On Fri, Aug 15, 2025 at 8:48 AM Steven Price <steven.price@arm.com> wrote:
>
> >>>> +static int populate_region(struct kvm *kvm,
> >>>> +                          phys_addr_t ipa_base,
> >>>> +                          phys_addr_t ipa_end,
> >>>> +                          unsigned long data_flags)
> >>>> +{
> >>>> +       struct realm *realm = &kvm->arch.realm;
> >>>> +       struct kvm_memory_slot *memslot;
> >>>> +       gfn_t base_gfn, end_gfn;
> >>>> +       int idx;
> >>>> +       phys_addr_t ipa = ipa_base;
> >>>> +       int ret = 0;
> >>>> +
> >>>> +       base_gfn = gpa_to_gfn(ipa_base);
> >>>> +       end_gfn = gpa_to_gfn(ipa_end);
> >>>> +
> >>>> +       idx = srcu_read_lock(&kvm->srcu);
> >>>> +       memslot = gfn_to_memslot(kvm, base_gfn);
> >>>> +       if (!memslot) {
> >>>> +               ret = -EFAULT;
> >>>> +               goto out;
> >>>> +       }
> >>>> +
> >>>> +       /* We require the region to be contained within a single memslot */
> >>>> +       if (memslot->base_gfn + memslot->npages < end_gfn) {
> >>>> +               ret = -EINVAL;
> >>>> +               goto out;
> >>>> +       }
> >>>> +
> >>>> +       if (!kvm_slot_can_be_private(memslot)) {
> >>>> +               ret = -EPERM;
> >>>> +               goto out;
> >>>> +       }
> >>>> +
> >>>> +       while (ipa < ipa_end) {
> >>>> +               struct vm_area_struct *vma;
> >>>> +               unsigned long hva;
> >>>> +               struct page *page;
> >>>> +               bool writeable;
> >>>> +               kvm_pfn_t pfn;
> >>>> +               kvm_pfn_t priv_pfn;
> >>>> +               struct page *gmem_page;
> >>>> +
> >>>> +               hva = gfn_to_hva_memslot(memslot, gpa_to_gfn(ipa));
> >>>> +               vma = vma_lookup(current->mm, hva);
> >>>> +               if (!vma) {
> >>>> +                       ret = -EFAULT;
> >>>> +                       break;
> >>>> +               }
> >>>> +
> >>>> +               pfn = __kvm_faultin_pfn(memslot, gpa_to_gfn(ipa), FOLL_WRITE,
> >>>> +                                       &writeable, &page);
> >>>
> >>> Is this assuming double backing of guest memory ranges? Is this logic
> >>> trying to simulate a shared fault?
> >>
> >> Yes and yes...
> >>
> >>> Does memory population work with CCA if priv_pfn and pfn are the same?
> >>> I am curious how the memory population will work with in-place
> >>> conversion support available for guest_memfd files.
> >>
> >> The RMM interface doesn't support an in-place conversion. The
> >> RMI_DATA_CREATE operation takes the PA of the already delegated
> >> granule[1] along with the PA of a non-delegated granule with the data.
> >
> > Ok, I think this will need a source buffer from userspace that is
> > outside guest_memfd once guest_memfd will support a single backing for
> > guest memory.

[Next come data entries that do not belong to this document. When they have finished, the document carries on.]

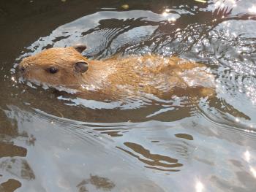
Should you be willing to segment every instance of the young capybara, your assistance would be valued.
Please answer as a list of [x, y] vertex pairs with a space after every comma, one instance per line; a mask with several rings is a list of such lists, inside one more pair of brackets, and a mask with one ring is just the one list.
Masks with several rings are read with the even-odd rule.
[[214, 78], [205, 65], [177, 57], [114, 56], [89, 60], [83, 45], [50, 48], [24, 58], [23, 76], [86, 99], [115, 100], [148, 95], [204, 97], [214, 94]]

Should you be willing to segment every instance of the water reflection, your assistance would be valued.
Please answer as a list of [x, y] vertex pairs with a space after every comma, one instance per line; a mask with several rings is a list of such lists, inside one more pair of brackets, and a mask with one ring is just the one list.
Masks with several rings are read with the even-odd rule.
[[1, 71], [0, 191], [255, 191], [255, 2], [144, 1], [127, 2], [127, 11], [79, 6], [88, 15], [37, 34], [49, 35], [33, 37], [21, 57], [76, 42], [94, 58], [178, 55], [210, 68], [217, 97], [83, 101]]
[[0, 184], [1, 191], [13, 192], [21, 186], [21, 183], [15, 180], [10, 179]]
[[90, 178], [82, 180], [78, 185], [79, 192], [91, 191], [86, 188], [86, 185], [92, 185], [96, 190], [111, 191], [115, 184], [106, 177], [99, 177], [98, 175], [90, 174]]
[[158, 154], [152, 154], [150, 153], [150, 150], [144, 148], [140, 145], [132, 142], [124, 142], [124, 145], [133, 151], [120, 147], [117, 147], [117, 148], [137, 158], [146, 164], [145, 167], [160, 171], [178, 172], [179, 169], [170, 168], [176, 168], [183, 166], [182, 164], [178, 163], [178, 159]]

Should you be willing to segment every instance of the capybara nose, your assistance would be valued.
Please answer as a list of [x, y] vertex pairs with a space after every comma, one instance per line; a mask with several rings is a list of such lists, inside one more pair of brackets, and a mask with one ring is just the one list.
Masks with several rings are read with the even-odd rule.
[[23, 74], [25, 72], [26, 72], [26, 69], [25, 67], [22, 66], [19, 66], [19, 69], [20, 69], [20, 72], [21, 74]]

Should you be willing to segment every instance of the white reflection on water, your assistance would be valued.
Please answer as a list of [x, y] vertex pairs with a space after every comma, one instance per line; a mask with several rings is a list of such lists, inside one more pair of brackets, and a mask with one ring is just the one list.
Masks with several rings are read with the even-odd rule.
[[251, 8], [249, 8], [248, 11], [252, 13], [256, 13], [256, 5], [254, 5]]
[[255, 169], [253, 168], [253, 167], [251, 166], [250, 166], [249, 167], [250, 167], [249, 170], [251, 171], [251, 172], [252, 172], [253, 177], [255, 177], [256, 178], [256, 170], [255, 170]]
[[195, 191], [202, 192], [204, 188], [203, 183], [200, 181], [197, 181], [195, 183]]
[[244, 156], [245, 158], [245, 161], [246, 161], [248, 163], [251, 158], [251, 154], [249, 153], [249, 152], [248, 150], [246, 150], [244, 153]]

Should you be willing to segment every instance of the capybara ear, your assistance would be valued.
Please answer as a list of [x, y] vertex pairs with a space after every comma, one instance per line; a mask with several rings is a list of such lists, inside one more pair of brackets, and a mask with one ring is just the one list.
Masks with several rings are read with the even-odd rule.
[[75, 44], [72, 47], [80, 53], [81, 53], [85, 49], [86, 49], [86, 45], [80, 43]]
[[85, 61], [79, 61], [75, 64], [75, 70], [78, 72], [84, 73], [89, 69], [88, 64]]

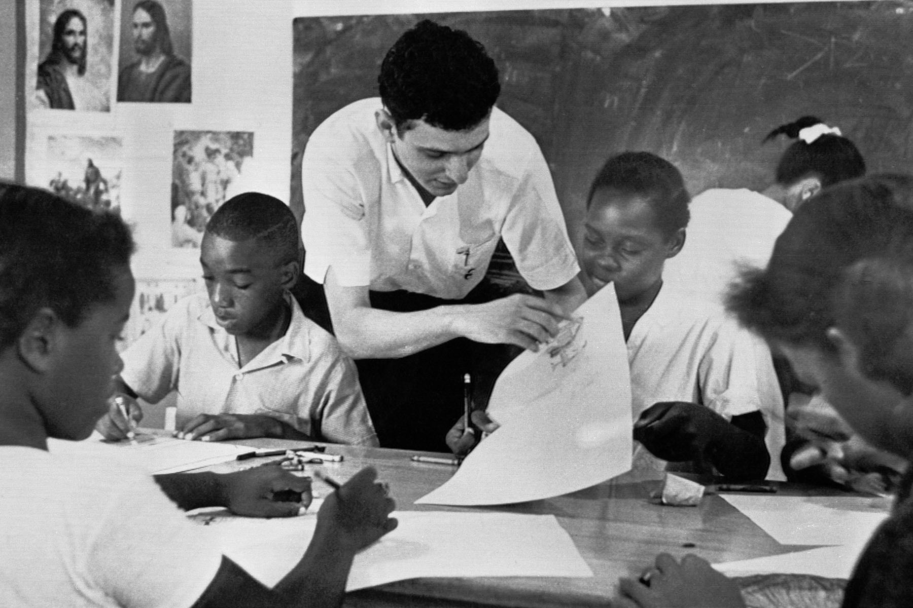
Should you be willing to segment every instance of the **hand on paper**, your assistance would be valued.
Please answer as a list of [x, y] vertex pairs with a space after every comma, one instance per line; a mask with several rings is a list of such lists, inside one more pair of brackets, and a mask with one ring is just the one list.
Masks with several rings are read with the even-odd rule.
[[366, 467], [324, 500], [314, 538], [357, 552], [396, 528], [390, 517], [395, 508], [386, 485], [377, 481], [377, 470]]
[[634, 424], [634, 438], [656, 458], [670, 462], [693, 460], [727, 421], [716, 412], [695, 403], [656, 403], [641, 413]]
[[500, 427], [499, 424], [488, 417], [487, 412], [481, 409], [474, 411], [471, 417], [468, 428], [466, 428], [461, 416], [456, 420], [456, 424], [447, 431], [445, 440], [447, 442], [447, 448], [450, 448], [450, 451], [456, 456], [466, 456], [481, 440], [482, 433], [494, 433]]
[[[129, 420], [123, 417], [118, 400], [123, 404]], [[109, 441], [121, 441], [128, 438], [136, 425], [142, 419], [142, 408], [136, 399], [129, 395], [119, 394], [108, 399], [108, 413], [102, 416], [95, 424], [95, 430], [101, 433]]]
[[282, 437], [282, 423], [260, 414], [197, 414], [174, 435], [181, 439], [200, 441]]
[[[222, 504], [236, 515], [293, 517], [310, 504], [310, 479], [292, 475], [272, 464], [217, 477]], [[281, 492], [299, 492], [300, 502], [277, 500]]]
[[789, 457], [793, 470], [814, 470], [868, 494], [890, 491], [903, 474], [903, 459], [869, 445], [817, 396], [807, 403], [791, 400], [790, 423], [800, 438]]
[[558, 333], [561, 307], [534, 295], [515, 294], [461, 307], [454, 323], [460, 335], [487, 344], [512, 344], [533, 352]]
[[[645, 582], [645, 580], [646, 580]], [[679, 562], [668, 553], [656, 556], [656, 564], [640, 580], [622, 579], [621, 599], [613, 606], [624, 608], [740, 608], [745, 606], [735, 582], [715, 571], [707, 560], [686, 555]]]

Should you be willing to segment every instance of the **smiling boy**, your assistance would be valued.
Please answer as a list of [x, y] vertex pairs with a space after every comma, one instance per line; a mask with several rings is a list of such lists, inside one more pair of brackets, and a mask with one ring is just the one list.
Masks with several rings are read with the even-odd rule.
[[[177, 433], [217, 441], [272, 437], [376, 446], [352, 362], [288, 291], [299, 274], [298, 224], [257, 192], [226, 201], [206, 225], [207, 294], [177, 303], [123, 354], [121, 391], [160, 401], [178, 392]], [[207, 297], [208, 296], [208, 297]], [[112, 405], [99, 430], [129, 430]]]

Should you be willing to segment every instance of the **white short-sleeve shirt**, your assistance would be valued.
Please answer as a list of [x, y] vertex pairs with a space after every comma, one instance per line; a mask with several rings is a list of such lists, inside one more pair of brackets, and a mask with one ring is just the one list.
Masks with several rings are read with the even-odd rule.
[[311, 134], [301, 161], [304, 272], [374, 291], [464, 297], [482, 280], [499, 238], [535, 289], [580, 268], [551, 174], [536, 140], [492, 109], [478, 163], [456, 191], [427, 207], [374, 119], [380, 98], [352, 103]]
[[666, 261], [663, 279], [689, 296], [722, 302], [744, 265], [763, 268], [792, 217], [750, 190], [712, 189], [694, 197], [685, 246]]
[[222, 552], [110, 446], [0, 447], [0, 605], [190, 606]]
[[285, 335], [240, 366], [206, 294], [190, 295], [124, 351], [121, 377], [151, 403], [176, 390], [178, 426], [197, 414], [262, 414], [318, 441], [379, 445], [354, 363], [289, 304]]
[[[768, 479], [785, 479], [783, 400], [770, 349], [719, 304], [664, 284], [627, 340], [634, 418], [660, 401], [709, 407], [726, 419], [761, 411], [771, 454]], [[666, 462], [635, 443], [635, 469]]]

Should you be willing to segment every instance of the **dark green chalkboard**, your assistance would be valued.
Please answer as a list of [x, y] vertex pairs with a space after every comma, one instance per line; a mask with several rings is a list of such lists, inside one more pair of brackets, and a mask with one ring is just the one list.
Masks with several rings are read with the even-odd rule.
[[802, 3], [300, 18], [294, 21], [292, 203], [320, 122], [376, 95], [381, 59], [428, 16], [495, 58], [499, 107], [539, 140], [572, 237], [609, 155], [656, 152], [692, 193], [762, 188], [787, 141], [772, 128], [813, 114], [839, 126], [870, 170], [911, 158], [913, 14], [906, 2]]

You might want to simulate private access fault for
> > destination GPAs backed by guest_memfd ranges for this initial data
> > population -> similar to how memory population works today with TDX
> > VMs.
>
> Yes, that might well be the best option. At the moment I'm not sure what
> the best approach from the perspective of the VMM is. The current setup
> is nice because the VMM can populate the VM just like a normal non-coco
> setup, so we don't need to special-case anything. Requiring the VMM to
> load the initial contents into some other memory for the purpose of the
> populate call is a little ugly.

IIUC ARM CCA architecture requires two buffers for initial memory
population irrespective of whether we do it within kernel or in
userspace.

IMO, doing it in the kernel is uglier than doing it in userspace.
Baking the requirement of passing two buffers into userspace ABI for
populate seems cleaner to me.

>
> The other option is to just return to the double-memcpy() approach of
> emulating an in-place content-preserving populate by the kernel copying
> the data out of guest_memfd into a temporary page before doing the
> conversion and the RMM copying back from the temporary page. I worry
> about the performance of this, although it doesn't prevent the first
> option being added in the future if necessary. The big benefit is that
> it goes back to looking like a non-coco VM (but using guest_memfd).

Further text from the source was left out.